DER CHINESISCHE FÄCHER

Einer Legende nach sollte der chinesische Kaiser, als er auf Erkundungsreise ging, einen Fächer aus Fasanenfedern benutzt haben, um sein Gesicht vor der heißen Sonne zu schützen. Und als der Wind wehte und vom Boden den Sand aufwirbelte, diente der Fächer ihm auch als Schutz vor Wind und Schmutz. 

Fächer aus Fasanenfedern waren eine Rarität, weshalb sie auch als wertvolle Geschenke unter Adeligen dienten.
 
Später wurden Fächer für den chinesischen Palast aus weißer Seide gemacht. Die Seide wurde um einen runden Bogen bespannt, an dem ein Griff aus Jade, Elfenbein oder edlem Holz befestigt war. 
 
Im Hof war Wert des Fächers auch ein Statussymbol, denn schöne Fächer gehörten zu den Geschenken, mit denen der Herrscher die Dame seines Herzens bedacht hatte. Mit dem Tanzfächer haben die Palastdamen Tänze vorgeführt. 
 
Die Urform der Fächer war ebene Fläche (rund, oval, viereckig, sechseckig) mit einem Griff daran befestigt. Der faltbare Fächer kam später hinzu. Als Faltfächer wurde der Fächer handlicher und konnte stets mit am Körper getragen werden. So verbreitete  sich die Verwendung von Fächer rasch. Schnell nachwachsende Materialien wie Bambus und Papier wurden für die Herstellung von Fächern genommen. Man vermutet, dass seit der Han Dynastie Fächer aus Bambus gefertigt wurden. 
 
Zur Zeit der 3 Reiche ist es unter den Gelehrten in Mode gekommen, während einer Zusammenkunft adhoc Gedichte zu verfassen und diese auf den Fächer festzuhalten. Dafür eignen sich Fächer aus Papier und Bambus besonders gut.  
 
Der Fächer kam über die Seidenstrasse nach Japan, wo er weiterentwickelt wurde. In der japanischen Kultur findet der Fächer ähnliche Verwendung. 
 

DER JAPANISCHE FÄCHER

Der Fächer kam von China nach Japan. Der faltbare Fächer, japanisch Sensu oder Ohgi, wurde jedoch irgendwann im 6. - 9. Jahrhundert in Japan erfunden und verbreitete sich später nach China, Korea und andere Länder Asiens. Der Faltfächer kann klein zusammen gefaltet werden, was sehr praktisch ist.

Japanische Fächer werden aus Papier oder Seide und Holz oder Bambus gemacht. Für die wohlhabende Schicht wurden Fächer eigens von Fächermalern und Kalligraphen handbemalt und handbeschrieben. Oft wird eine Landschaft dargestellt, die mit einem Vers kommentiert wird.

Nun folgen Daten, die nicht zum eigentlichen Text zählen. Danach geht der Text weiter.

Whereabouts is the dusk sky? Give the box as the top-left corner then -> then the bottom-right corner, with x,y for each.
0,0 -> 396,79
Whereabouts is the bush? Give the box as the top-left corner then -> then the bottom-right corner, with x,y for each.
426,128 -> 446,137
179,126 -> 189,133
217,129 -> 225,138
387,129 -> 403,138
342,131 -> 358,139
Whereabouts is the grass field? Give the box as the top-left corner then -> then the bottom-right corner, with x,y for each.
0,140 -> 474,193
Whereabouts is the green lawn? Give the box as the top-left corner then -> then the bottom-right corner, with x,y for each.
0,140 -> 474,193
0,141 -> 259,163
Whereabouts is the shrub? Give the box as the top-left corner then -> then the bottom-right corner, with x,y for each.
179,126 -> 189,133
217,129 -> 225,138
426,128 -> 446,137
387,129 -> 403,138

Da das Papier kostengünstiger war als Seide und zugleich die Tinte besser aufnehmen konnte, war sich der Papierfächer weiter verbreitet. Beim Papierfächer wird spezielles japanisches Papier mit Wasserzeichen verwendet.

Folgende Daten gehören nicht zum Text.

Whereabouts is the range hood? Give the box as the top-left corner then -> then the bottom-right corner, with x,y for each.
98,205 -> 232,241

Heute noch benutzen Japaner, Männer und Frauen gleichermaßen, für unterwegs gern den faltbaren Handfächer. In der japanischen Teezeremonie und im japanischen Tanz  oder beim Noh-Theater ist das Hantieren mit dem Fächer ein fester Bestandteil. Der japanische Tanzfächer hat 10 Holzstäbe, die mit einem dicken Papier beklebt sind. Beim Tanz wird der Fächer nicht auf- und zugemacht, sondern durch die Tanzbewegungen in richtigen Grad und Winkel mit der Hand gehalten.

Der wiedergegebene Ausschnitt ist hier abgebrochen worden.